Prep 20 mins
Cook 20 mins
Adapted from an australian women's weekly magazine Low fat and quick to make.
- 2 tablespoons honey
- 1⁄3 cup soy sauce
- 2 tablespoons dry sherry
- 1 teaspoon five-spice powder
- 20 g fresh ginger, grated
- 1 tablespoon peanut oil
- 4 chicken breast fillets
- 4 flat mushrooms
- 500 g baby bok choy, quartered
- 1 cup chicken stock
- 2 teaspoons cornflour
- 2 tablespoons water
- salt and pepper
- 2 garlic cloves, crushed
- 1 pinch cayenne pepper
- combine honey, soy sauce, sherry, 5-spice, ginger, garlic, salt and pepper and creyene pepper with the oil in a small jug.
- place chicken in a med bowl with half of the honey mixture, toss to coat chicken in the marinade, cover, refrigerate for 10 minute.

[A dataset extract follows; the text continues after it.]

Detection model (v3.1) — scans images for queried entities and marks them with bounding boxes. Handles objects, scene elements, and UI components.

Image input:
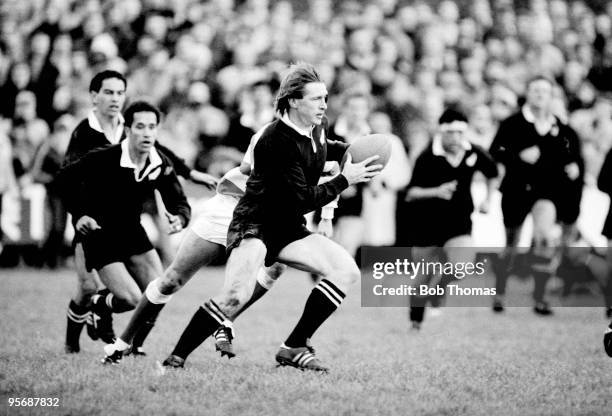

- meanwhile cook mushrooms and bok choy, in batches, on a heated oiled grill plate (or barbecue) until just tender. cover to keep warm.
- drain chicken but keep the marinaded honey.
- cook chicken on the same oiled plate until browned on both sides. cover and stand for 5 min, then slice thickly.
- meanwhile, combine the remaining honey mixture in a small saucepan with the stock.
- bring to the boil, stir in blended cornflour with the water, cook stirring, until sauce boils and thickens slightly.
- divide mushrooms and bok choy among serving plates, top with chicken and pour over the sauce.